Of course no. That only means that born event and their relations were in past, as all this people died. That does not mean that spiritual relations, or historical relations were broken.


There is no indication of past present or future time in the original Greek. I found the text in Greek and English at this biblehub page. As you can see, it simply shows there is a relationship, not the exact nature of it. The first Greek text is from the SBLGNT version, which closely matches the Greek text used by the NIV translators, also found on bibehub.

(Luke 3:38 [SBLGNT]) τοῦ Ἐνὼς τοῦ Σὴθ τοῦ Ἀδὰμ τοῦ θεοῦ.

GRK: ... Σήθ τοῦ Ἀδάμ τοῦ θεοῦ

NAS: ... the son of Seth, the son of Adam, the son of God.

KJV: ... which was [the son] of Seth, which was [the son] of Adam, which was [the son] of God.

INT: ... of Seth of Adam of God

The INT (interlinear) line is the key to what is in the Greek text. The word "τοῦ", transliterated to "ton", is a form of the Greek for "the" and here is understood to mean "of".

Both the KJV and NAS add the words "the son" to clarify the relationship for the English reader.
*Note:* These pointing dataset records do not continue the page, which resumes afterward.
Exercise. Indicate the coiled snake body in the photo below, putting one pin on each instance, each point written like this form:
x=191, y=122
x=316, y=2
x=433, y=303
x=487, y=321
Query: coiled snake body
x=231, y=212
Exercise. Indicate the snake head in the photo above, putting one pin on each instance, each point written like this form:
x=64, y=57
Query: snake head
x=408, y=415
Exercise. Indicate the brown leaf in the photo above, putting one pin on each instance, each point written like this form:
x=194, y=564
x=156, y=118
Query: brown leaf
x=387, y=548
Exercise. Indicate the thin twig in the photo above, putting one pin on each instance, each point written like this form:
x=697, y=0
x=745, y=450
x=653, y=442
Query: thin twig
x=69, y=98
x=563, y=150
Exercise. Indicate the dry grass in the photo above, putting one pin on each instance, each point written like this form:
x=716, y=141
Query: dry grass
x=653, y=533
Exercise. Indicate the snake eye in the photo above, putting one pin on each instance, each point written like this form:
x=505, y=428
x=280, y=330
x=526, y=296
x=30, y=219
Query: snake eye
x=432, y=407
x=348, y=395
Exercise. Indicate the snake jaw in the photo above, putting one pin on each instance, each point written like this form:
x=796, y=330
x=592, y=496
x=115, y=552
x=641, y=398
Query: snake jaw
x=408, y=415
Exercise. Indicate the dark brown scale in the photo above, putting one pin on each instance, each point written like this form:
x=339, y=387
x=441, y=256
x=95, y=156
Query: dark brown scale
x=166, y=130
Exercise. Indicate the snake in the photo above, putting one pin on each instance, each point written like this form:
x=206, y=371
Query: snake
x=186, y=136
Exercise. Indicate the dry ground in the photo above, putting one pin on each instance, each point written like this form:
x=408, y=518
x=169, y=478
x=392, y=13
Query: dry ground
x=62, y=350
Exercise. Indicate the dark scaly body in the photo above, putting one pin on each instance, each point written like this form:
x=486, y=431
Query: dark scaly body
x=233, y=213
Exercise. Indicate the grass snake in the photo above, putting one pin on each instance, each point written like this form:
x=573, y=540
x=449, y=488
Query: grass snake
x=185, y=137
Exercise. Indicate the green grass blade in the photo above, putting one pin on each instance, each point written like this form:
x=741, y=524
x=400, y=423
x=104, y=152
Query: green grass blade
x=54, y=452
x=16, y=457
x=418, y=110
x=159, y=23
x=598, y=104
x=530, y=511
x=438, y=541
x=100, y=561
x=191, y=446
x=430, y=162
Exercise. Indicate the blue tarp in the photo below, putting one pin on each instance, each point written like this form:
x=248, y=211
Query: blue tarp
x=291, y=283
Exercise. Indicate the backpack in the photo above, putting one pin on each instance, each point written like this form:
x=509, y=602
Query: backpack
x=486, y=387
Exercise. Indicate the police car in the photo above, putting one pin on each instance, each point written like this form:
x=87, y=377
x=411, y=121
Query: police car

Only the KJV chose to add "which was", which suggests, but does not require, that the relationship no longer exists.

Another way to put it could be, " ... Enos came from Seth came from Adam came from God". And then I wonder if I should add some "who"s in there.


The use of the past tense in Luke 3:38 does not mean Adam is no longer the son of God anymore than the past tense in any of the verses of Luke 3:23-38 mean those sons are no longer sons of the fathers mentioned. For example, in verse 23 we read:

...Joseph, which was the son of Heli...

The use of the past tense means the speaker is referring to people who have died. Joseph remains the son of Heli just as Adam remains the son of God.

Likewise, if we take a larger look at Mark 12:26, we find:

...how in the bush God spake unto him, saying, I am the God of Abraham...

Mark is discussing a past event. It is common when speaking of past events to express them in present tense. Think of it this way, back then God said, "I am the God of Abraham."

Please note that the verse does not mean (as you suggest in your question) that Abraham is still alive. That may be true in a spiritual sense, but Abraham was long dead by Mark's time and could not enjoy the resurrection until after Jesus was resurrected, which had not happened by the time discussed in Mark 12:26.

  • Notice that at the time God said this to Moses, Abraham had already died. So the use of the present tense here can't mean that Abraham was (physically, on Earth, in the flesh) alive at that time. Your answer is correct, and past tense often means that the person had died, but I don't think the example helps the answer.
    – Bit Chaser
    Commented Aug 24, 2017 at 22:48
  • That's a good point, but as I think about it, God, Himself, has not passed away. He remains the God of Abraham. I can easily accept the discrepency in what one might call a "royal context."